100 Northern Ave
Boston, Massachusetts 02210

The Institute of Contemporary Art (ICA) presents the inaugural theater production in its new facility - the world premiere of This Place is a Desert, a boundary-blurring creation conceived and directed by international theater and opera director and MIT Theatre Associate Professor Jay Scheib, in collaboration with media artist Leah Gelpe, March 22 – 25, 2007. Performances Thursday at 7:30 p.m., Friday and Saturday at 8 p.m. and Sunday at 2 p.m. Tickets are $20 reserved; $15 ICA members, students, and seniors, and can be purchased at icaboston.org, by phone at (617) 478-3103 or at the box office during museum hours, and one hour before program.
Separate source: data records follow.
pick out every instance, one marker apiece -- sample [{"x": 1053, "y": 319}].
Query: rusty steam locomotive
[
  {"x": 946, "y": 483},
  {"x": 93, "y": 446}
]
Inspired by the work of Italian modernist filmmaker Michelangelo Antonioni, Jay Scheib creates theater for a generation raised in the language of cinema. The audience views this portrait of human love gone increasingly wrong in fragments—through windows, reflected in mirrors, and through partially-drawn curtains. The action is projected live onto a wide screen above the stage architecture. A lone cinematographer moves through the set providing a sensually charged, live cinema study of four lovers destroying each other in an attempt to defy their impenetrable loneliness. Said Scheib, “The goal of situating the action within these partial-view rooms is, on one hand, a practical consideration—we use cameras to see up close, to see around corners, and to mediate our experience of Reality amplifying an erotics of the partial view. With the camera we differentiate between Reality and Realistic. I am using an Italian filmmaker to understand something unique about American life. Either we are ugly people and we deserve the world that we live in, or something is wrong in us, and the world in which we live is merely symptomatic of a deeper anxiety. This Place is a Desert is a motion-portrait, it’s a tool for understanding Reality—and this reality, thanks to technology, is always partially seen and partially screened.”
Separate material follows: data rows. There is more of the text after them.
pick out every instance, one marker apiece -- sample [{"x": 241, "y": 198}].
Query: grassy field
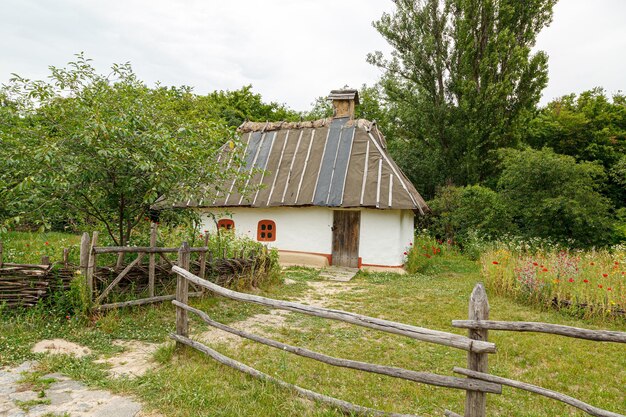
[{"x": 190, "y": 384}]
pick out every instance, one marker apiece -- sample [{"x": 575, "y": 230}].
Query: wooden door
[{"x": 346, "y": 225}]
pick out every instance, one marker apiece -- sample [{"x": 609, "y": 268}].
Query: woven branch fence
[{"x": 25, "y": 285}]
This Place is a Desert began as a workshop with the Kretakor Ensemble in Budapest. The current production was developed in residence at Massachusetts Institute of Technology, and given an open studio showing as part of the Prelude Festival in New York in 2005.
Scheib’s recent works include the critically acclaimed Women Dreamt Horses at PS122 in New York; a multimedia adaptation of Tolstoy’s The Power of Darkness; at Trafo in Budapest; a live art installation All Good Everything Good at Raum Space, Bologna Italy, and the world premier of Irena Popovic’s opera Mozart Luster Lustik at the Sava Center in Belgrade. Other credits include: The Medea after Heiner Müller and Euripides at La Mama in New York with subsequent performances in Turkey; The Demolition Downtown by Tennessee Williams at MIT; Musset’s Lorenzaccio at the Loeb Drama Center; Koltès’ West Pier at the Ohio Theatre; Falling and Waving, at St. Ann’s in Brooklyn. He is winner of the Richard Sherwood Award, The Wade Award and numerous fellowships. Scheib is currently Associate Professor of Theatre at MIT, and a regular guest professor at the Mozarteum Institute für Schauspiel und Regie, in Salzburg, Austria. He holds an MFA from Columbia University.
Leah Gelpe has collaborated with Scheib on 15 productions since 1996, including The Power of Darkness, The Medea, West Pier and Falling and Waving. She was video designer for Brittanicus and Island of Slaves at the ART, and sound designer for David Rabe's The Black Monk at Yale Rep, The Lady from the Sea at the Intiman Theatre, Saved at Theatre for a New Audience, and Godard (distant & right) at the Ohio Theatre in New York and Theatre des Amandiers, Nanterre, Paris. She holds an MFA in film from Columbia University.

Producer Shoshana Polanco has been creating, producing, and performing original work since 1997. Her latest ventures have been La Perla in her native Buenos Aires, committed in New York and Pedestrian: A Walking Tour for Multiple Voices and Portable Phones in New York. She was Creative Producer of BAiT - Buenos Aires in Translation, a festival of 4 English-Language World Premieres at PS122 in New York.